John Baez (Mar 16 2021 at 21:08):

I guess the "rational" explanation for ruling out the empty cover is this: as algebraic topologists studying $\pi_1$ and such, we are working in the category of pointed spaces.

Reid Barton (Mar 16 2021 at 21:11):

Right, you also need to fix a basepoint for the universal cover in order for it to be an initial object (otherwise it has automorphisms, the deck transformations). And then the covering map will at least be surjective onto the component of the base space that contains its basepoint.

John Baez (Mar 16 2021 at 21:48):

So, from what I can see from that one passage, Peter May should not have stuck in "surjective" by hand. He should have said he was working in the category of pointed path-connected spaces.

But maybe he was wanting to explore the consequences of changing the basepoint: seeing how that affects $\pi_1$.

Uli Fahrenberg (Mar 18 2021 at 16:42):

Sorry I'm late to this discussion, I'm only now starting to figure out this zulip thing because of the Very Nice Workshop.
So no, "open maps" have nothing to do with topological notions of open-ness, but everything with path liftings and weak fibrations. There's a nice paper by Kurz and Rosický on bisimulations and weak fibration systems, and people have tried things with model categories (Tom?).
Logicians seem to say "bounded morphism" instead of "open map", and these briefly made an appearance in Helle's nice talk yesterday.

Tom Hirschowitz (Mar 18 2021 at 16:54):

@Uli Fahrenberg Haha, yes, tried. Kris Worytkiewicz and I gave it an unsuccsessful go at some point.

Uli Fahrenberg (Mar 18 2021 at 17:16):

@Tom Hirschowitz It seems the idea is not yet dead: Eric is still thinking about this :)

Tom Hirschowitz (Mar 18 2021 at 17:23):

Yeah, me too, sometimes.

Naso (Mar 19 2021 at 03:57):

@Jade Master I had looked at that paper "Bisimulation from Open Maps" before and got confused about a few things, since you are discussing it maybe someone can help me.

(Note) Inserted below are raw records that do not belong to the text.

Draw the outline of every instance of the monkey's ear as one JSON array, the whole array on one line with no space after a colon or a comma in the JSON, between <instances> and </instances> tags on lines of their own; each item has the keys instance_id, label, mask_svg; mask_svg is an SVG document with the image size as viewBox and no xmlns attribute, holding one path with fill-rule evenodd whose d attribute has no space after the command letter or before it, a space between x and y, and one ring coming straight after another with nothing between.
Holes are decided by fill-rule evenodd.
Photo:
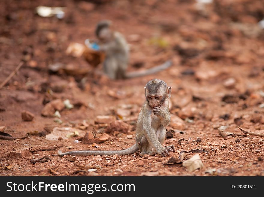
<instances>
[{"instance_id":1,"label":"monkey's ear","mask_svg":"<svg viewBox=\"0 0 264 197\"><path fill-rule=\"evenodd\" d=\"M170 98L171 95L171 87L168 87L167 91L168 93L168 98Z\"/></svg>"}]
</instances>

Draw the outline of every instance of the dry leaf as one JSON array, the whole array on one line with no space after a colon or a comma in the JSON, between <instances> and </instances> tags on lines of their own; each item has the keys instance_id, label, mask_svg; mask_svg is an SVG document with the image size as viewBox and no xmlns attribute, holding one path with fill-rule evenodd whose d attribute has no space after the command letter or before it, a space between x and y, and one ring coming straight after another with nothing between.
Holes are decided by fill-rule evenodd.
<instances>
[{"instance_id":1,"label":"dry leaf","mask_svg":"<svg viewBox=\"0 0 264 197\"><path fill-rule=\"evenodd\" d=\"M203 164L200 156L198 154L196 154L190 159L184 161L182 163L182 166L187 168L188 170L193 172L197 169L201 169L203 167Z\"/></svg>"},{"instance_id":2,"label":"dry leaf","mask_svg":"<svg viewBox=\"0 0 264 197\"><path fill-rule=\"evenodd\" d=\"M186 151L182 151L180 152L180 154L179 155L179 159L181 161L182 161L184 158L188 155L189 155L190 153L189 152Z\"/></svg>"},{"instance_id":3,"label":"dry leaf","mask_svg":"<svg viewBox=\"0 0 264 197\"><path fill-rule=\"evenodd\" d=\"M174 164L181 164L182 163L182 162L181 161L180 161L180 160L178 158L172 157L169 160L166 164L171 165Z\"/></svg>"}]
</instances>

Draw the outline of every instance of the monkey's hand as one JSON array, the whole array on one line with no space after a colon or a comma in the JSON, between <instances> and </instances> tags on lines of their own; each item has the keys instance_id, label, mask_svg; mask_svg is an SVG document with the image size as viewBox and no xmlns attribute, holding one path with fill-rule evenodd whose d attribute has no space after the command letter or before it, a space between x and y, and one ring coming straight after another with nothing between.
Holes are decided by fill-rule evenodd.
<instances>
[{"instance_id":1,"label":"monkey's hand","mask_svg":"<svg viewBox=\"0 0 264 197\"><path fill-rule=\"evenodd\" d=\"M164 147L166 150L168 151L171 151L171 152L175 152L176 149L175 149L175 147L173 145L171 145L170 146L168 146Z\"/></svg>"},{"instance_id":2,"label":"monkey's hand","mask_svg":"<svg viewBox=\"0 0 264 197\"><path fill-rule=\"evenodd\" d=\"M160 155L161 156L164 157L166 157L167 156L169 156L169 152L168 151L172 152L172 149L166 148L163 148L160 151L157 151L157 154Z\"/></svg>"},{"instance_id":3,"label":"monkey's hand","mask_svg":"<svg viewBox=\"0 0 264 197\"><path fill-rule=\"evenodd\" d=\"M152 110L152 112L153 112L153 114L157 116L161 116L161 117L164 117L164 116L165 113L164 111L159 107L155 107Z\"/></svg>"}]
</instances>

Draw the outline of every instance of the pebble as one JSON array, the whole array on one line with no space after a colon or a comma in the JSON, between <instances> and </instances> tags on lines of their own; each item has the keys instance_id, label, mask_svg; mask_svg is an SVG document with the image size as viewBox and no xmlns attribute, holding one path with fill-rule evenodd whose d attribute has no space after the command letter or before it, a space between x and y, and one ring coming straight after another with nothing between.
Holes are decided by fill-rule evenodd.
<instances>
[{"instance_id":1,"label":"pebble","mask_svg":"<svg viewBox=\"0 0 264 197\"><path fill-rule=\"evenodd\" d=\"M21 113L22 119L25 121L31 121L34 118L34 115L28 111L23 111Z\"/></svg>"},{"instance_id":2,"label":"pebble","mask_svg":"<svg viewBox=\"0 0 264 197\"><path fill-rule=\"evenodd\" d=\"M127 135L127 137L128 139L132 139L133 138L133 135Z\"/></svg>"},{"instance_id":3,"label":"pebble","mask_svg":"<svg viewBox=\"0 0 264 197\"><path fill-rule=\"evenodd\" d=\"M119 173L123 173L123 170L121 170L121 169L119 169L119 168L117 168L114 171L116 172L119 172Z\"/></svg>"},{"instance_id":4,"label":"pebble","mask_svg":"<svg viewBox=\"0 0 264 197\"><path fill-rule=\"evenodd\" d=\"M73 156L72 155L69 155L67 159L69 161L71 162L74 162L76 161L77 160L77 158L75 156Z\"/></svg>"},{"instance_id":5,"label":"pebble","mask_svg":"<svg viewBox=\"0 0 264 197\"><path fill-rule=\"evenodd\" d=\"M249 138L244 138L244 141L247 142L250 142L251 140Z\"/></svg>"},{"instance_id":6,"label":"pebble","mask_svg":"<svg viewBox=\"0 0 264 197\"><path fill-rule=\"evenodd\" d=\"M138 166L143 166L144 165L144 162L143 161L140 160L137 163L137 165Z\"/></svg>"},{"instance_id":7,"label":"pebble","mask_svg":"<svg viewBox=\"0 0 264 197\"><path fill-rule=\"evenodd\" d=\"M93 158L93 161L98 161L102 160L102 157L100 155L97 155Z\"/></svg>"}]
</instances>

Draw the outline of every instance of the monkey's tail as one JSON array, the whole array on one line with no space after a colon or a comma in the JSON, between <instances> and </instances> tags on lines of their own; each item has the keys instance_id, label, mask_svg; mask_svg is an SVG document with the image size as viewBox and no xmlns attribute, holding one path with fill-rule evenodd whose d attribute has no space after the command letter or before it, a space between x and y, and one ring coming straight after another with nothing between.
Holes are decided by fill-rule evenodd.
<instances>
[{"instance_id":1,"label":"monkey's tail","mask_svg":"<svg viewBox=\"0 0 264 197\"><path fill-rule=\"evenodd\" d=\"M129 72L126 74L125 78L128 79L133 78L145 75L150 75L168 68L172 65L171 60L168 60L161 65L155 66L153 68L139 71Z\"/></svg>"},{"instance_id":2,"label":"monkey's tail","mask_svg":"<svg viewBox=\"0 0 264 197\"><path fill-rule=\"evenodd\" d=\"M88 155L111 155L117 154L119 155L128 155L130 153L134 153L138 150L138 148L136 144L135 144L130 147L124 150L117 151L72 151L62 153L61 151L58 151L58 154L59 156L62 157L64 155L71 155L87 156Z\"/></svg>"}]
</instances>

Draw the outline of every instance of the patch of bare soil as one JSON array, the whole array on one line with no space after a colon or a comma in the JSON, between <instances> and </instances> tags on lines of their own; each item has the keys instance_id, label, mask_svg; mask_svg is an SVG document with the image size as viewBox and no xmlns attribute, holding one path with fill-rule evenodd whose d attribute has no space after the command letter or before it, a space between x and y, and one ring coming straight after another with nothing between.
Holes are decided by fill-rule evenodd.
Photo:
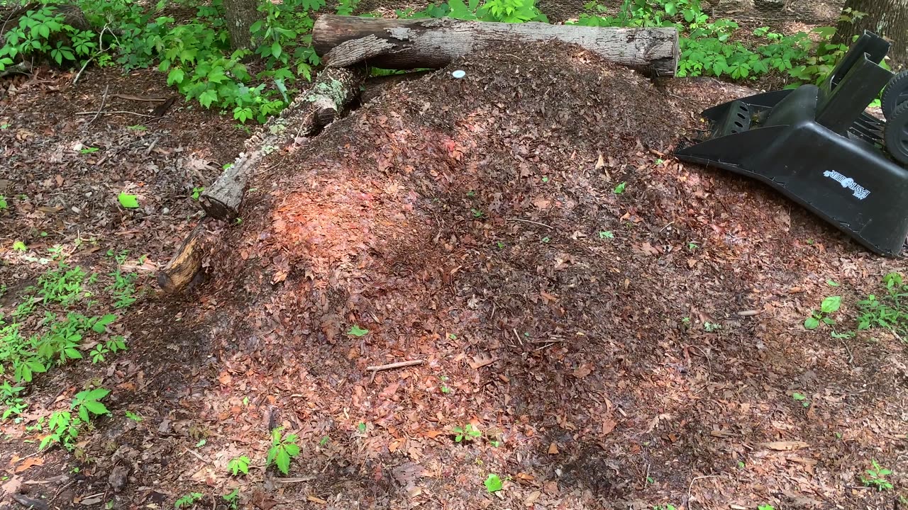
<instances>
[{"instance_id":1,"label":"patch of bare soil","mask_svg":"<svg viewBox=\"0 0 908 510\"><path fill-rule=\"evenodd\" d=\"M801 324L827 280L846 314L903 260L671 158L701 109L745 94L550 44L399 85L271 153L207 281L130 312L130 352L44 383L54 408L97 378L114 417L78 476L59 453L17 476L61 507L226 508L239 488L262 510L892 508L903 344ZM163 254L188 228L134 239ZM7 433L40 436L29 423ZM287 476L265 466L273 427L299 436ZM5 456L34 453L18 439ZM896 491L864 487L872 460Z\"/></svg>"}]
</instances>

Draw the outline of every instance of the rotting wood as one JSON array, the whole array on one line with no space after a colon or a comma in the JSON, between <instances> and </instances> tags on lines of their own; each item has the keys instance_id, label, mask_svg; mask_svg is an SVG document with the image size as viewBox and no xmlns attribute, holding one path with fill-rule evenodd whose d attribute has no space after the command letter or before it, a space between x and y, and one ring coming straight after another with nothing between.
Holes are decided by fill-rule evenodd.
<instances>
[{"instance_id":1,"label":"rotting wood","mask_svg":"<svg viewBox=\"0 0 908 510\"><path fill-rule=\"evenodd\" d=\"M202 218L177 248L170 262L158 271L158 287L164 292L176 294L182 291L202 270L207 222L208 218Z\"/></svg>"},{"instance_id":2,"label":"rotting wood","mask_svg":"<svg viewBox=\"0 0 908 510\"><path fill-rule=\"evenodd\" d=\"M422 365L423 363L425 363L425 360L423 359L410 359L410 361L398 361L397 363L389 363L387 365L366 367L366 369L370 372L378 372L380 370L391 370L393 368L402 368L404 367L415 367L417 365Z\"/></svg>"},{"instance_id":3,"label":"rotting wood","mask_svg":"<svg viewBox=\"0 0 908 510\"><path fill-rule=\"evenodd\" d=\"M323 15L312 28L319 54L346 44L369 65L385 69L444 67L454 59L489 46L558 40L581 46L604 59L673 76L678 63L676 28L615 28L492 23L450 18L400 20ZM350 41L354 43L350 44Z\"/></svg>"},{"instance_id":4,"label":"rotting wood","mask_svg":"<svg viewBox=\"0 0 908 510\"><path fill-rule=\"evenodd\" d=\"M328 67L320 73L307 92L245 142L246 151L202 193L199 202L205 213L216 220L234 221L250 176L262 160L291 142L318 134L334 122L360 93L365 79L364 66Z\"/></svg>"},{"instance_id":5,"label":"rotting wood","mask_svg":"<svg viewBox=\"0 0 908 510\"><path fill-rule=\"evenodd\" d=\"M389 74L387 76L375 76L374 78L369 78L366 80L366 83L363 85L363 90L360 93L360 102L366 104L370 101L388 92L398 83L418 80L432 73L434 73L434 71L431 70L414 71L412 73L404 73L402 74Z\"/></svg>"}]
</instances>

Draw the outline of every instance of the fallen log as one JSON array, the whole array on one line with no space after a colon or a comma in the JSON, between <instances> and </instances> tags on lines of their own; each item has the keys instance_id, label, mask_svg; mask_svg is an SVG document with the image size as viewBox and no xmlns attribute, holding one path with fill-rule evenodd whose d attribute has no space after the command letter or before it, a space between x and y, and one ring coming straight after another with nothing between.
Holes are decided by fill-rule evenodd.
<instances>
[{"instance_id":1,"label":"fallen log","mask_svg":"<svg viewBox=\"0 0 908 510\"><path fill-rule=\"evenodd\" d=\"M175 294L192 283L202 269L203 258L203 238L205 223L208 218L202 218L189 236L177 248L170 262L158 271L158 287L164 292Z\"/></svg>"},{"instance_id":2,"label":"fallen log","mask_svg":"<svg viewBox=\"0 0 908 510\"><path fill-rule=\"evenodd\" d=\"M312 28L312 46L326 54L345 44L344 54L364 56L385 69L444 67L454 59L489 46L521 41L558 40L577 44L604 59L646 69L658 76L677 70L675 28L613 28L491 23L450 18L400 20L323 15Z\"/></svg>"},{"instance_id":3,"label":"fallen log","mask_svg":"<svg viewBox=\"0 0 908 510\"><path fill-rule=\"evenodd\" d=\"M290 142L318 134L334 122L360 93L366 78L363 66L328 67L312 86L301 93L278 117L272 117L246 140L242 152L199 197L205 213L222 221L233 221L240 213L251 172L266 155Z\"/></svg>"},{"instance_id":4,"label":"fallen log","mask_svg":"<svg viewBox=\"0 0 908 510\"><path fill-rule=\"evenodd\" d=\"M404 73L403 74L389 74L387 76L369 78L363 84L362 92L360 93L360 103L365 104L393 88L398 83L416 80L431 73L434 73L434 71L414 71L412 73Z\"/></svg>"}]
</instances>

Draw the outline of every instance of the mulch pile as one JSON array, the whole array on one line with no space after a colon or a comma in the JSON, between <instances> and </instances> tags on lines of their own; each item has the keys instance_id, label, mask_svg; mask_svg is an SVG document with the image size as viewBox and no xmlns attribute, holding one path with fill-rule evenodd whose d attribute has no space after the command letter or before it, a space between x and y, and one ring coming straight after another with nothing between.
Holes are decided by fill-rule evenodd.
<instances>
[{"instance_id":1,"label":"mulch pile","mask_svg":"<svg viewBox=\"0 0 908 510\"><path fill-rule=\"evenodd\" d=\"M859 248L783 199L671 159L692 111L575 47L508 46L272 154L203 291L222 376L267 385L271 424L314 446L294 469L324 473L272 497L873 497L844 487L878 436L834 432L895 430L897 398L872 414L831 403L860 398L855 363L887 394L903 374L888 351L799 325L824 279L869 289L889 262L868 271ZM425 363L367 369L408 359ZM467 423L482 437L454 441ZM230 419L218 427L231 436ZM794 451L761 446L778 441ZM487 493L489 474L509 477L504 491Z\"/></svg>"},{"instance_id":2,"label":"mulch pile","mask_svg":"<svg viewBox=\"0 0 908 510\"><path fill-rule=\"evenodd\" d=\"M196 507L226 509L234 488L239 507L259 510L893 507L896 491L861 476L875 460L900 487L908 472L903 344L802 323L837 294L837 328L854 329L854 302L903 263L765 186L671 157L700 110L747 93L654 83L573 46L508 45L278 148L240 224L219 227L207 280L124 312L128 352L64 367L32 396L45 408L6 424L40 440L24 426L86 381L114 389L114 415L74 456L42 454L13 481L86 508L165 508L199 492ZM72 117L97 102L66 94L49 108ZM68 161L23 159L51 136L39 121L63 123L54 143L83 136L63 117L4 139L15 185L64 173ZM103 175L90 173L101 156L79 163L84 175L66 178L84 188L67 181L52 198L153 175L144 190L108 182L92 195L106 201L80 211L112 248L147 248L160 267L192 228L189 190L240 147L229 123L204 119L180 109L186 129L147 135L130 134L130 117L104 119L123 124L104 128L120 145L84 142L129 158ZM208 153L193 145L204 136ZM142 190L147 211L117 210L122 189ZM422 364L369 368L405 360ZM458 439L467 425L478 432ZM265 466L275 427L299 436L287 476ZM233 476L241 456L250 472ZM489 492L490 476L501 490Z\"/></svg>"}]
</instances>

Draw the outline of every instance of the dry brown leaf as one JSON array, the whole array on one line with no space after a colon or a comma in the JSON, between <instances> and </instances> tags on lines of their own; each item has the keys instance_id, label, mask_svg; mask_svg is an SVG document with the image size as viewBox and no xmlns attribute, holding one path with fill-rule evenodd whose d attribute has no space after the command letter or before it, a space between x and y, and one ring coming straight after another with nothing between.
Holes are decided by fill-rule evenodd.
<instances>
[{"instance_id":1,"label":"dry brown leaf","mask_svg":"<svg viewBox=\"0 0 908 510\"><path fill-rule=\"evenodd\" d=\"M469 362L469 366L475 370L476 368L481 368L486 365L491 365L498 360L498 358L492 358L492 356L488 353L480 352L473 357L473 360Z\"/></svg>"},{"instance_id":2,"label":"dry brown leaf","mask_svg":"<svg viewBox=\"0 0 908 510\"><path fill-rule=\"evenodd\" d=\"M578 379L582 379L591 373L593 373L593 366L589 363L583 363L577 368L574 368L574 377Z\"/></svg>"},{"instance_id":3,"label":"dry brown leaf","mask_svg":"<svg viewBox=\"0 0 908 510\"><path fill-rule=\"evenodd\" d=\"M770 441L769 443L763 443L760 446L765 448L769 448L770 450L790 452L792 450L806 448L810 445L804 443L804 441Z\"/></svg>"},{"instance_id":4,"label":"dry brown leaf","mask_svg":"<svg viewBox=\"0 0 908 510\"><path fill-rule=\"evenodd\" d=\"M26 458L25 462L23 462L21 465L17 466L14 473L22 473L23 471L28 469L29 467L34 467L35 466L44 466L44 457L33 456L31 458Z\"/></svg>"},{"instance_id":5,"label":"dry brown leaf","mask_svg":"<svg viewBox=\"0 0 908 510\"><path fill-rule=\"evenodd\" d=\"M5 494L15 494L22 487L22 476L13 476L5 484L0 485Z\"/></svg>"},{"instance_id":6,"label":"dry brown leaf","mask_svg":"<svg viewBox=\"0 0 908 510\"><path fill-rule=\"evenodd\" d=\"M602 435L608 436L613 430L615 430L616 426L617 426L617 423L616 423L615 420L612 418L606 418L602 422Z\"/></svg>"}]
</instances>

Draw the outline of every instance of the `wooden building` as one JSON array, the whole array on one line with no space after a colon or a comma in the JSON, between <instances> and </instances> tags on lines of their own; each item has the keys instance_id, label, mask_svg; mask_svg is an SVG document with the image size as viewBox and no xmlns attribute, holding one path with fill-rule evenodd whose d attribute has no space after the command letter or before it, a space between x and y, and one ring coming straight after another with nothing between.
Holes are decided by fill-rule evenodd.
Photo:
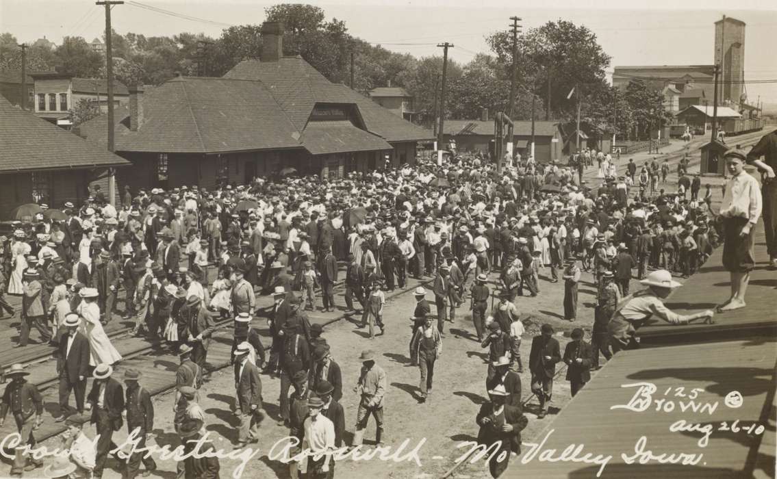
<instances>
[{"instance_id":1,"label":"wooden building","mask_svg":"<svg viewBox=\"0 0 777 479\"><path fill-rule=\"evenodd\" d=\"M0 98L0 219L27 203L51 207L82 203L92 183L107 193L113 168L130 164L5 98Z\"/></svg>"}]
</instances>

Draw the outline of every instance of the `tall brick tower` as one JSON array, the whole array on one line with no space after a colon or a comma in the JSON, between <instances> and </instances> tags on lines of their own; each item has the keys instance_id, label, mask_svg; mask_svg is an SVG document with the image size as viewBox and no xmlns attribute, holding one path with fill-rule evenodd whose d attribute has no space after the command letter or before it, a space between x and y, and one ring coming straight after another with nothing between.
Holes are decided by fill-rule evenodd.
<instances>
[{"instance_id":1,"label":"tall brick tower","mask_svg":"<svg viewBox=\"0 0 777 479\"><path fill-rule=\"evenodd\" d=\"M715 64L720 64L720 98L738 105L744 91L744 27L741 20L723 16L715 23Z\"/></svg>"}]
</instances>

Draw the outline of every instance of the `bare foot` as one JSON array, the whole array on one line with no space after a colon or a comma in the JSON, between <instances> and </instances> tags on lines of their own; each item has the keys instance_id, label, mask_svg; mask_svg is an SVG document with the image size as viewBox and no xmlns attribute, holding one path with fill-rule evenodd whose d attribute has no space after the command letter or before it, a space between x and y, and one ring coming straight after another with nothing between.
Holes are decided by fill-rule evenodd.
<instances>
[{"instance_id":1,"label":"bare foot","mask_svg":"<svg viewBox=\"0 0 777 479\"><path fill-rule=\"evenodd\" d=\"M740 301L739 300L731 300L728 304L724 304L718 308L718 311L730 311L735 309L741 309L747 306L744 301Z\"/></svg>"}]
</instances>

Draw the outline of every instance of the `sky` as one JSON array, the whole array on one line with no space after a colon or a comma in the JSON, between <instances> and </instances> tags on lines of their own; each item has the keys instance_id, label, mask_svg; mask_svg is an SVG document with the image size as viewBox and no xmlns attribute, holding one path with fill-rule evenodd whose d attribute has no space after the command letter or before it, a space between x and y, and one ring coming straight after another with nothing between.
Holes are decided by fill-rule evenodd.
<instances>
[{"instance_id":1,"label":"sky","mask_svg":"<svg viewBox=\"0 0 777 479\"><path fill-rule=\"evenodd\" d=\"M218 36L230 25L261 23L264 9L279 3L266 0L127 0L113 7L113 26L120 33L146 36L202 32ZM744 75L747 81L777 80L777 2L738 0L554 0L553 6L526 0L308 0L324 9L327 19L345 22L349 32L366 41L416 57L441 54L437 43L454 44L449 55L467 62L477 53L489 53L485 37L507 30L510 16L522 19L525 30L563 19L593 31L613 66L711 64L714 55L713 23L722 16L745 22ZM487 5L485 5L487 3ZM151 5L197 17L190 20L149 11ZM681 7L681 9L678 8ZM102 7L87 0L0 0L0 32L20 42L45 36L55 43L65 36L87 41L102 37ZM747 85L748 100L777 107L777 82Z\"/></svg>"}]
</instances>

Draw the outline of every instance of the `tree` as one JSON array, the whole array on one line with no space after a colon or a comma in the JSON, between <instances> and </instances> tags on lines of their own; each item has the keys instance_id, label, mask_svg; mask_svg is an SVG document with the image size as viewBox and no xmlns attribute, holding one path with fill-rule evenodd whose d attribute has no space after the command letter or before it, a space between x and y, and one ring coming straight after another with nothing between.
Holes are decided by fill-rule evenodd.
<instances>
[{"instance_id":1,"label":"tree","mask_svg":"<svg viewBox=\"0 0 777 479\"><path fill-rule=\"evenodd\" d=\"M65 36L54 50L54 68L58 73L92 78L99 73L105 59L81 36Z\"/></svg>"},{"instance_id":2,"label":"tree","mask_svg":"<svg viewBox=\"0 0 777 479\"><path fill-rule=\"evenodd\" d=\"M74 127L99 116L100 109L97 102L87 98L79 99L68 110L68 118Z\"/></svg>"}]
</instances>

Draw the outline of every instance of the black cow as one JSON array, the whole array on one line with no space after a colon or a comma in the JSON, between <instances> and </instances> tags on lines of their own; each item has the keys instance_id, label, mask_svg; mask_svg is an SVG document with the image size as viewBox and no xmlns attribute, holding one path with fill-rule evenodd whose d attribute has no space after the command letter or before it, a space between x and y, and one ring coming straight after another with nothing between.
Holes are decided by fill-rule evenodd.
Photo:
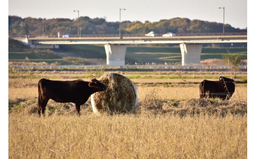
<instances>
[{"instance_id":1,"label":"black cow","mask_svg":"<svg viewBox=\"0 0 256 159\"><path fill-rule=\"evenodd\" d=\"M231 78L226 78L223 76L220 76L219 77L219 79L220 81L225 81L225 82L234 82L234 80Z\"/></svg>"},{"instance_id":2,"label":"black cow","mask_svg":"<svg viewBox=\"0 0 256 159\"><path fill-rule=\"evenodd\" d=\"M199 84L200 98L218 97L228 100L235 92L235 84L232 79L221 76L219 81L203 80Z\"/></svg>"},{"instance_id":3,"label":"black cow","mask_svg":"<svg viewBox=\"0 0 256 159\"><path fill-rule=\"evenodd\" d=\"M107 86L96 80L92 82L82 80L74 81L53 81L44 78L38 82L38 101L37 112L44 115L44 109L50 99L61 103L72 102L80 116L80 105L84 104L90 96L97 92L104 91Z\"/></svg>"}]
</instances>

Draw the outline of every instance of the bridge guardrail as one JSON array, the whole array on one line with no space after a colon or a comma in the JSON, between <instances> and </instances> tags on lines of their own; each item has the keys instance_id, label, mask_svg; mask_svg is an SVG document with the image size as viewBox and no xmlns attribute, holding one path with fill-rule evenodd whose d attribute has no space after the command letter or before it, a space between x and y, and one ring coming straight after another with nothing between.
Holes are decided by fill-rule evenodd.
<instances>
[{"instance_id":1,"label":"bridge guardrail","mask_svg":"<svg viewBox=\"0 0 256 159\"><path fill-rule=\"evenodd\" d=\"M162 36L163 34L158 34L156 36ZM190 33L176 33L176 36L220 36L220 35L247 35L247 32L190 32ZM123 34L123 37L145 36L145 34ZM57 37L55 35L9 35L9 38L26 38L26 37ZM61 36L60 38L62 38ZM81 34L72 35L73 37L119 37L119 34Z\"/></svg>"}]
</instances>

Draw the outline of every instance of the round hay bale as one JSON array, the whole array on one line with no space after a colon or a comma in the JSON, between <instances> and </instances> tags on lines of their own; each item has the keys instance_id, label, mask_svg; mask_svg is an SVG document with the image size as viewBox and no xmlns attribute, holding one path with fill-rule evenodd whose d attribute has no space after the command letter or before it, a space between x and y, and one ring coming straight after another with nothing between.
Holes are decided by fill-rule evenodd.
<instances>
[{"instance_id":1,"label":"round hay bale","mask_svg":"<svg viewBox=\"0 0 256 159\"><path fill-rule=\"evenodd\" d=\"M91 95L94 112L115 114L133 114L138 105L137 87L128 78L118 73L105 73L98 80L107 89Z\"/></svg>"}]
</instances>

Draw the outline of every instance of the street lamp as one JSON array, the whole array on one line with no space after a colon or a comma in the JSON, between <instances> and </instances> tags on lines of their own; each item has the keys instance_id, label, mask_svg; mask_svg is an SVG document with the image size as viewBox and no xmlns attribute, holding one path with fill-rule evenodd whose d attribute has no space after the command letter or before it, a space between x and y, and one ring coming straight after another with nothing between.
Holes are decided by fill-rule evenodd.
<instances>
[{"instance_id":1,"label":"street lamp","mask_svg":"<svg viewBox=\"0 0 256 159\"><path fill-rule=\"evenodd\" d=\"M121 10L126 10L126 9L119 8L119 37L121 38Z\"/></svg>"},{"instance_id":2,"label":"street lamp","mask_svg":"<svg viewBox=\"0 0 256 159\"><path fill-rule=\"evenodd\" d=\"M77 35L78 36L78 37L79 37L79 10L74 10L73 11L77 12L77 13L78 13L78 18L77 18L77 20L78 20L78 23L77 23Z\"/></svg>"},{"instance_id":3,"label":"street lamp","mask_svg":"<svg viewBox=\"0 0 256 159\"><path fill-rule=\"evenodd\" d=\"M219 9L223 9L223 33L225 33L225 29L224 29L224 26L225 26L225 7L219 7Z\"/></svg>"}]
</instances>

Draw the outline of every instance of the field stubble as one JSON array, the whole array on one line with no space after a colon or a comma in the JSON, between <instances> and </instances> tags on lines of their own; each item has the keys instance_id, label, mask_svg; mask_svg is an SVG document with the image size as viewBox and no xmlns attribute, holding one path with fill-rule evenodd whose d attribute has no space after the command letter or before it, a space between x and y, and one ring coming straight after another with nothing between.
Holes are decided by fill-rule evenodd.
<instances>
[{"instance_id":1,"label":"field stubble","mask_svg":"<svg viewBox=\"0 0 256 159\"><path fill-rule=\"evenodd\" d=\"M73 105L51 100L46 117L38 118L39 79L9 76L9 158L246 158L246 85L236 85L228 101L199 100L199 82L209 73L192 79L162 79L158 73L150 80L131 79L138 86L136 114L96 117L89 99L80 118ZM86 74L33 75L98 78Z\"/></svg>"}]
</instances>

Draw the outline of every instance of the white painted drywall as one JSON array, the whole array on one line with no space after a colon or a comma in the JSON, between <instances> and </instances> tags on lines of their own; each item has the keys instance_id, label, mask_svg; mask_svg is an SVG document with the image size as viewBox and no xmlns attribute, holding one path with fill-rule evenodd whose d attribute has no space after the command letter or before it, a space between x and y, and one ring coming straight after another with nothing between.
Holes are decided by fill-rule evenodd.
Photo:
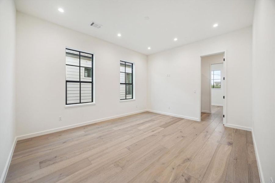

First, I'm confused about why bisimilarity is defined as a span of open maps rather than just an open map or maybe a pair of open maps in opposite directions...

E.g. in the proof of Theorem 2 (p170), it says:

"If transition systems are connected by a $Bran_L$-open morphism then because its function on states
satisfies the ``zig-zag'' condition (Proposition 1) its graph is a strong bisimulation. Strong bisimilarity is an equivalence relation. Hence a span of $Bran_L$-open morphisms between two transition systems makes them strong bisimilar"

Is this implying the existence of a (strong) bisimulation $X \to Y$ makes $X$ and $Y$ (strong) bisimilar? If so why do we need a span of bisimulations instead of just one open map?

Second, if we say bisimulation is a span of open maps $X_1 \leftarrow X \to X_1$, what stops us from settings $X = 0$ to be the empty transition system: it seems the empty function can be an open-map? That would mean all systems are bisimilar...

Edit: it seems they require the transition system to have an initial state: I guess that answers my second question?

Uli Fahrenberg (Mar 19 2021 at 05:39):

@Nasos Evangelou-Oost The intuition is that you want bisimulations to be relations. The morphisms in your category are thought of as functional simulations, so open maps would be functional bisimulations; but what we're really interested in are not functions, but relations. Relating the states in a transition system so that related states have similar behavior.